The journey from aspiring security enthusiast to a paid bug bounty hunter is shrouded in mystery for many. When a researcher like ROHITH KUMAR announces accepted bugs on platforms like Bugcrowd, it represents the culmination of a rigorous process involving targeted reconnaissance, methodical testing, and precise vulnerability reporting. This article deconstructs that success into a actionable, technical framework, transforming social media celebration into a professional playbook for launching your own offensive security career.

Learning Objectives:

  • Master the foundational methodology for systematic attack surface enumeration and vulnerability discovery.
  • Develop proficiency in configuring and leveraging essential security testing tools for web application assessments.
  • Understand the end-to-end process from identifying a bug to crafting a report that guarantees acceptance and payout.

You Should Know:

  1. Laying the Groundwork: The Hacker’s Mindset & Setup
    Before firing a single packet, successful hunters establish a controlled, ethical, and effective environment. This involves legal agreements, virtual lab creation, and tooling configuration.
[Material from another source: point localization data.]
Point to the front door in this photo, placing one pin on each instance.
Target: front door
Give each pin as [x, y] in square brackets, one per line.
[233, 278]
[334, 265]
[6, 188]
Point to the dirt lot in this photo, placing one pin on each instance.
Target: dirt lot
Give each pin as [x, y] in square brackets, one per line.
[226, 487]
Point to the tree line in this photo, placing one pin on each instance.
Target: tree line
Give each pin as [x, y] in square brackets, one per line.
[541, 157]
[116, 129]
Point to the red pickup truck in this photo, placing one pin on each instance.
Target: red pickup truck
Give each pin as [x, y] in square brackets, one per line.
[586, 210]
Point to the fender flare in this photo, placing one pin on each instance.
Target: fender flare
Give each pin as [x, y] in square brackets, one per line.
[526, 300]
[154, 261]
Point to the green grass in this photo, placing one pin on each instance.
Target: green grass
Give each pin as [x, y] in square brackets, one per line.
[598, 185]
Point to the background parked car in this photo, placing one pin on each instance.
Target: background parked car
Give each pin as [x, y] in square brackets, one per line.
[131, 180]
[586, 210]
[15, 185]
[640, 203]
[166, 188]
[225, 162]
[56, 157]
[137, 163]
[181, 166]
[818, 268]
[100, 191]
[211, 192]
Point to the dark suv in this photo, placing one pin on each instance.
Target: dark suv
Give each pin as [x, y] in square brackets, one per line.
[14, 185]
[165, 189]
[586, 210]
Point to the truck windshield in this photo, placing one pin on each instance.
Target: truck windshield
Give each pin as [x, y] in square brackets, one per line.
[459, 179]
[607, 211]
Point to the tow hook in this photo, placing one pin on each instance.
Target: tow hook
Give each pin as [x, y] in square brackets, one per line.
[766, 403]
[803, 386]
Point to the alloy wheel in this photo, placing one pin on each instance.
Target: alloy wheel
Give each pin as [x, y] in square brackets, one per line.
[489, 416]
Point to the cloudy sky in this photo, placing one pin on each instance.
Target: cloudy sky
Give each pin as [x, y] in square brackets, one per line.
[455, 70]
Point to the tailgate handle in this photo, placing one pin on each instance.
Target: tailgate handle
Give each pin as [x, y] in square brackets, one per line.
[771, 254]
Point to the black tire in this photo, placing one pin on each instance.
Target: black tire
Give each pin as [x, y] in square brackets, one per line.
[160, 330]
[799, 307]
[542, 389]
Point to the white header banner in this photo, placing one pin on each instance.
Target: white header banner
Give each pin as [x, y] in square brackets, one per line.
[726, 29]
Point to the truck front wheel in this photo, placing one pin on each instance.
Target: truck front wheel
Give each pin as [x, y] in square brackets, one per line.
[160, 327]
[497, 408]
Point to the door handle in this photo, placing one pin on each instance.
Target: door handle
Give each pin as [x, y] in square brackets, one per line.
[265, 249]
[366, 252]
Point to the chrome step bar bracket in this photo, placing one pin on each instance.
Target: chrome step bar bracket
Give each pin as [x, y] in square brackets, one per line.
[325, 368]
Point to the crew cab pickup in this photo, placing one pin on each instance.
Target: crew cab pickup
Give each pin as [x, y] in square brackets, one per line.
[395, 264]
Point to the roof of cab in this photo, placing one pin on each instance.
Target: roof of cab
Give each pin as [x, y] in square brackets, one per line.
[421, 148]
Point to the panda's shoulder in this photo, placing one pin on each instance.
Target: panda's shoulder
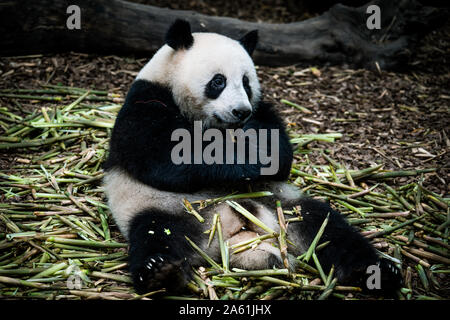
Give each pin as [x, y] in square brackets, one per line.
[144, 94]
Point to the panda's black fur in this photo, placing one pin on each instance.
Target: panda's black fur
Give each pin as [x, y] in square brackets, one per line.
[141, 144]
[159, 254]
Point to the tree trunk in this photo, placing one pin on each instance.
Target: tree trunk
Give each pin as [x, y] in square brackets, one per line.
[339, 36]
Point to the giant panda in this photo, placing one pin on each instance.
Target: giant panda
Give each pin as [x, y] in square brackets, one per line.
[211, 78]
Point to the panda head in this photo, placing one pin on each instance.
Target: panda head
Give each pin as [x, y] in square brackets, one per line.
[212, 77]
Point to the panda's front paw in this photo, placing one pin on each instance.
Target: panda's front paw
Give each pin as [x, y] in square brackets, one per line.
[385, 278]
[160, 271]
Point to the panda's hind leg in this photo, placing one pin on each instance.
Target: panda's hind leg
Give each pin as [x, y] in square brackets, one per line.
[159, 254]
[349, 252]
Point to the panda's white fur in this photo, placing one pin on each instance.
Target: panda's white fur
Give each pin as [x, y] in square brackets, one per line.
[186, 72]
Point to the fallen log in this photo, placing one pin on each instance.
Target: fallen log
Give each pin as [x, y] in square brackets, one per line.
[338, 36]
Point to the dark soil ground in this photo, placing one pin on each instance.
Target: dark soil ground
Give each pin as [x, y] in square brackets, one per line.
[399, 119]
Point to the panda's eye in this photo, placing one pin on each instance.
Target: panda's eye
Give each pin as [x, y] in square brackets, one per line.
[215, 86]
[246, 84]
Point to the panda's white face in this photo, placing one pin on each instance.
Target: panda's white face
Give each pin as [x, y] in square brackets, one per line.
[214, 80]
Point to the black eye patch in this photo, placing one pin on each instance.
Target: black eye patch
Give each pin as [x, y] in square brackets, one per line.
[246, 84]
[215, 86]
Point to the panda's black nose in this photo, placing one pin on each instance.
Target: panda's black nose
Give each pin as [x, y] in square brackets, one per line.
[241, 113]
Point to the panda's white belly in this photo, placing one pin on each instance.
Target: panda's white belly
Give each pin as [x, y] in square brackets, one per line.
[127, 197]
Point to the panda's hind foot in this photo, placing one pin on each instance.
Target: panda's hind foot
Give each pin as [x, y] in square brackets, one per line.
[160, 271]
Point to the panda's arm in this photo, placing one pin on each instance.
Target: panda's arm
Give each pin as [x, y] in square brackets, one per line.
[266, 117]
[141, 145]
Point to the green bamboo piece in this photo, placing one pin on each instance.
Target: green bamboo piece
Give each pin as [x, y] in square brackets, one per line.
[95, 244]
[314, 243]
[250, 217]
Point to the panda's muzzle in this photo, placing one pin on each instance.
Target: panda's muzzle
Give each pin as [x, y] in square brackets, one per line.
[241, 113]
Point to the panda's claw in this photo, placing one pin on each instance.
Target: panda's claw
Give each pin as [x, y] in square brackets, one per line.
[159, 272]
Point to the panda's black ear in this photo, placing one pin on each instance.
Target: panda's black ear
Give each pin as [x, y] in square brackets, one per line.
[249, 41]
[179, 35]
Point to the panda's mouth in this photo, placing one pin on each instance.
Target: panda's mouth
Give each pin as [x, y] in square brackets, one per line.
[228, 123]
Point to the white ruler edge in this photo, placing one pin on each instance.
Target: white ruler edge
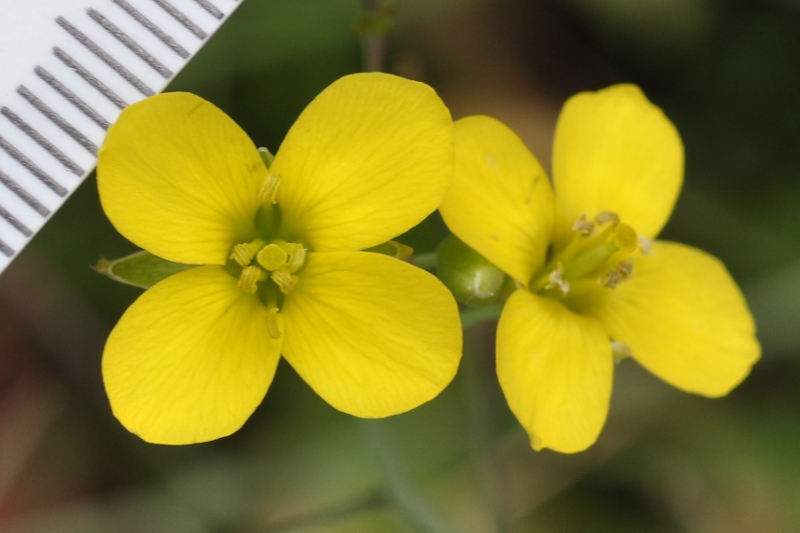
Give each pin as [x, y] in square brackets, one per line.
[67, 69]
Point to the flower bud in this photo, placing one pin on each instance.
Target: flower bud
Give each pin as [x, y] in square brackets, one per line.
[470, 277]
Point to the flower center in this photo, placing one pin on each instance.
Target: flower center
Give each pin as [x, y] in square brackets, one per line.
[600, 254]
[269, 267]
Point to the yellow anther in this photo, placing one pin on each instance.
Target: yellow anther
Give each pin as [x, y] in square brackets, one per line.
[625, 238]
[556, 279]
[272, 257]
[269, 191]
[249, 278]
[620, 351]
[583, 227]
[243, 253]
[297, 257]
[617, 275]
[274, 320]
[606, 216]
[645, 245]
[284, 279]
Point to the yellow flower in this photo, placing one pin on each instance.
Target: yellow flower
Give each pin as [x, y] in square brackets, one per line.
[281, 271]
[592, 284]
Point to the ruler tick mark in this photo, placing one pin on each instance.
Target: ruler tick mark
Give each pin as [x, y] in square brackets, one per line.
[89, 78]
[105, 57]
[72, 98]
[129, 43]
[14, 221]
[41, 141]
[210, 8]
[23, 195]
[58, 120]
[152, 28]
[183, 19]
[31, 167]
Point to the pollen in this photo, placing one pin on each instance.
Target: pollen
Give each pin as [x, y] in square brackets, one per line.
[625, 238]
[243, 253]
[297, 256]
[556, 279]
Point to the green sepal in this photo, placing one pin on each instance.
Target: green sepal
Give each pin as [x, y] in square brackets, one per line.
[472, 279]
[140, 269]
[266, 156]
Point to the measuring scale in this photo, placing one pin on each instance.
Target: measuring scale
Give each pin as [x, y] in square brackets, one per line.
[67, 70]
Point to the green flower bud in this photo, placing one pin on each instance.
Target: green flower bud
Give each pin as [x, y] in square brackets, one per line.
[470, 277]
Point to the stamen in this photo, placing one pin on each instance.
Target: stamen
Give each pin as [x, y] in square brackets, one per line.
[606, 216]
[297, 257]
[250, 276]
[243, 253]
[284, 279]
[272, 257]
[614, 277]
[556, 278]
[274, 323]
[625, 238]
[269, 190]
[583, 227]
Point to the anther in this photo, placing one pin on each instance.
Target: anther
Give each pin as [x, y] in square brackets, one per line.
[272, 257]
[625, 238]
[297, 257]
[583, 227]
[269, 191]
[606, 216]
[243, 253]
[556, 278]
[273, 323]
[614, 277]
[249, 278]
[645, 244]
[285, 280]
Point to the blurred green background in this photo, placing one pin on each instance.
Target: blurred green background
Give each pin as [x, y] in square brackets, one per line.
[727, 72]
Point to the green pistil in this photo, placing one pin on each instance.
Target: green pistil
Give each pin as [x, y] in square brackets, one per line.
[598, 255]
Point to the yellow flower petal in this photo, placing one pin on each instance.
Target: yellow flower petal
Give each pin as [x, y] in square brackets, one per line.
[501, 202]
[369, 158]
[684, 319]
[615, 151]
[190, 360]
[556, 370]
[372, 335]
[180, 179]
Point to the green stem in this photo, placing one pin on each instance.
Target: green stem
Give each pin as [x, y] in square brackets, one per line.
[427, 261]
[476, 315]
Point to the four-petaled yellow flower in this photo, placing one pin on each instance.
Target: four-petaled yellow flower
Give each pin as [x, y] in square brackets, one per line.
[592, 284]
[281, 271]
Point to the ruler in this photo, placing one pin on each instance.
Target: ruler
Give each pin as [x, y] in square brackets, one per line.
[67, 70]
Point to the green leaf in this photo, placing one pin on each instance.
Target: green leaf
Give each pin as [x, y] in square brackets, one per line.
[140, 269]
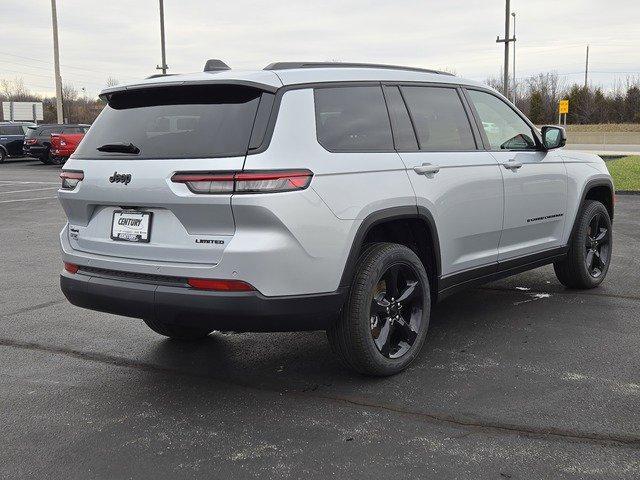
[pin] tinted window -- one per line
(352, 119)
(505, 129)
(439, 117)
(403, 134)
(11, 130)
(196, 121)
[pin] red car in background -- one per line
(63, 145)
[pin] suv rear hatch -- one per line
(127, 205)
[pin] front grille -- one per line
(134, 277)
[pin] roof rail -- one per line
(158, 75)
(291, 65)
(215, 65)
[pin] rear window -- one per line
(352, 119)
(197, 121)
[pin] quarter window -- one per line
(504, 128)
(439, 118)
(11, 130)
(403, 134)
(352, 119)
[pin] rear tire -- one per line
(384, 322)
(178, 332)
(589, 256)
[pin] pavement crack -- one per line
(33, 307)
(473, 424)
(570, 292)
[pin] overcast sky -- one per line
(121, 38)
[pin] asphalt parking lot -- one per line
(519, 379)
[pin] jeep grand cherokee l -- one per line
(342, 197)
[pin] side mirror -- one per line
(553, 137)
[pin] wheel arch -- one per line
(411, 216)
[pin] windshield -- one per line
(196, 121)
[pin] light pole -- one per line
(56, 63)
(506, 40)
(513, 14)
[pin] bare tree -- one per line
(112, 82)
(69, 92)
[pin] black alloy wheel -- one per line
(597, 244)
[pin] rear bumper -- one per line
(62, 152)
(238, 311)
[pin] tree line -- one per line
(538, 97)
(77, 106)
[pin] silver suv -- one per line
(306, 196)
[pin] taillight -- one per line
(71, 267)
(245, 182)
(220, 285)
(70, 179)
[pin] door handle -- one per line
(426, 169)
(512, 165)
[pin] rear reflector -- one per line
(245, 182)
(70, 179)
(220, 285)
(71, 267)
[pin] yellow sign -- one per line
(563, 106)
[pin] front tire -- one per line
(384, 323)
(178, 332)
(587, 261)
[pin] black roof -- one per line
(291, 65)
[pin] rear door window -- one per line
(439, 118)
(352, 119)
(195, 121)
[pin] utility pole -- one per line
(586, 69)
(164, 59)
(515, 85)
(56, 61)
(506, 40)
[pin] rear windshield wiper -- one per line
(119, 148)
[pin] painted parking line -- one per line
(27, 183)
(29, 190)
(27, 199)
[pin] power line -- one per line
(62, 64)
(95, 80)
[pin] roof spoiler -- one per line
(292, 65)
(215, 65)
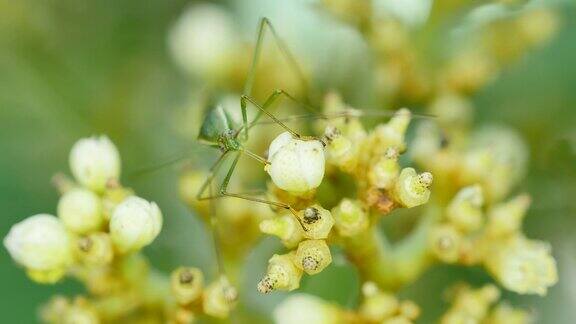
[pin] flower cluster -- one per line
(95, 238)
(376, 307)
Step‑by‑step guide explaining what this does and how to use it.
First, explicitly read and agree to the rules of engagement (ROE) for any bounty platform (e.g., Bugcrowd, HackerOne). Never test a target not explicitly in scope. Next, set up your primary attacking machine. A Kali Linux virtual machine is the standard, but a configured Windows Subsystem for Linux (WSL2) environment on Windows is also viable.

 Update Kali Linux and install core tools
sudo apt update && sudo apt full-upgrade -y
sudo apt install git curl wget nmap golang docker.io chromium -y

Establish organizational tools: use Obsidian or Notion to document findings, and a tool like `tmux` or `Terminator` for terminal multiplexing to manage multiple reconnaissance streams.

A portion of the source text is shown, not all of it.